The sportswear giants Nike and Adidas lent swift public support to the protests, even as their own stores were looted. But thus far few fashion labels have spoken up. American designer Telfar Clemens was early to the cause. And a handful of major fashion brands have made statements.

After being criticised for launching a campaign for a new handbag on Thursday amid growing protest, Louis Vuitton made a statement on its Instagram, featuring a video commissioned by men's creative director Virgil Abloh along with the caption: "Make a change. Freedom from racism towards peace together. #BlackLivesMatter." Gucci posted a poem by the black artist Cleo Wade, who co-chairs the brand's Changemakers Council, a group of community leaders backed by $5 million in charitable funding established in the wake of Gucci's blackface sweater scandal: "We need to end racism. Start by healing it in your own family." Michael Kors and a few others also posted images and statements of support. But most major houses have been conspicuously silent.

The fashion industry has long profited from black culture, appropriating its "cool" to sell luxury products. Gucci's "borrowing" from Dapper Dan is but one example. In recent years, the fashion industry has made billions of dollars from streetwear styles linked to black culture, selling logo tees and sneakers well into the hundreds of dollars.

Lately, many fashion brands have jumped on the inclusivity marketing bandwagon, largely to better appeal to a new generation of consumers. But where are these same brands now?

Many are not used to taking a position on socio-political issues. After all, fashion is supposed to be a fantasy, and neutrality was long thought to be the safest stance.

But at one level, fashion brands must care because their customers care. Today's consumers increasingly expect the brands they buy to align with their values and speak up on socio-political topics. Today, almost two-thirds of shoppers make buying decisions based on a brand's position on social or political issues, according to a 2018 global study by Edelman of 8,000 consumers across eight markets.

Nike and Adidas, whose customer base is young and diverse, understand better than most that a brand's position on cultural politics is shaping up as a decisive factor in driving loyalty.

But beyond the business logic, brands have a moral obligation to tackle racism. Companies do not exist solely to benefit shareholders. They have duties to a wider set of stakeholders and society at large.

It starts with speaking up. However, that is not enough. Companies also need to take action.

One of the most important ways to drive change is to create a talent pipeline for people of colour. Fashion remains a largely white industry. Abloh and Balmain's Olivier Rousteing are the only black creative directors at major brands, and there are almost no black CEOs. (Tapestry's Chief Executive Jide Zeitlin is a notable exception.)

Gucci, for one, has established a fellowship program aimed at recruiting underrepresented talent from fashion schools for full-time positions. But fashion must make measurable commitments to hire black people to their senior ranks, and not just in their human resources departments.

Retailers and investors must also commit to backing more black-owned businesses, whether that's by buying black-owned brands to sell in their stores — as Brother Vellies' designer Aurora James posited in a recent Instagram post — or by investing in black-owned brands so that they are able to scale and reach broader audiences.

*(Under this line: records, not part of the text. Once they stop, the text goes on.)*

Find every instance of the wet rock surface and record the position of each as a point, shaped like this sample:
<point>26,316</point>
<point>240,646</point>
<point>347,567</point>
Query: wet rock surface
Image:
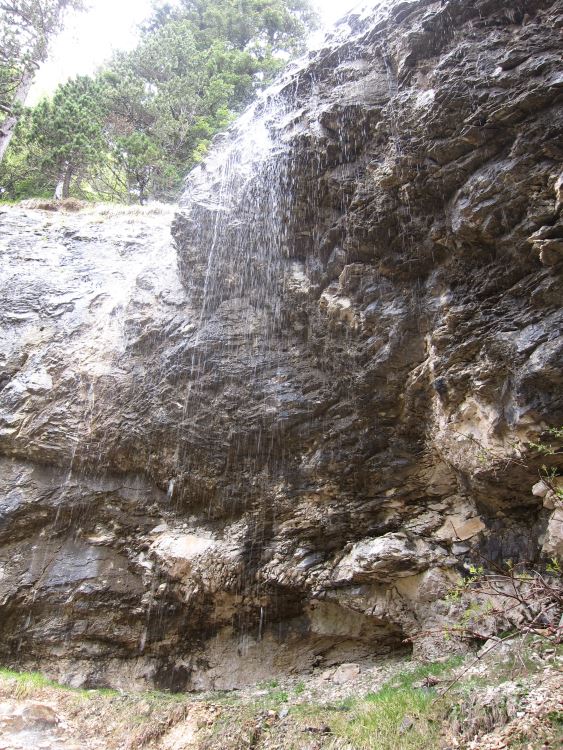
<point>275,445</point>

A first step might look something like the one taken by direct-to-consumer beauty brand Glossier, which recently announced that, in addition to donating $500,000 to organisations fighting racial injustice, it would also make $500,000 in grants to black-owned beauty companies.

It's time for fashion brands to do more than make statements and commit to doing the hard work it's going to take to combat racism. Remember, racism is not just an American problem, it's a human problem.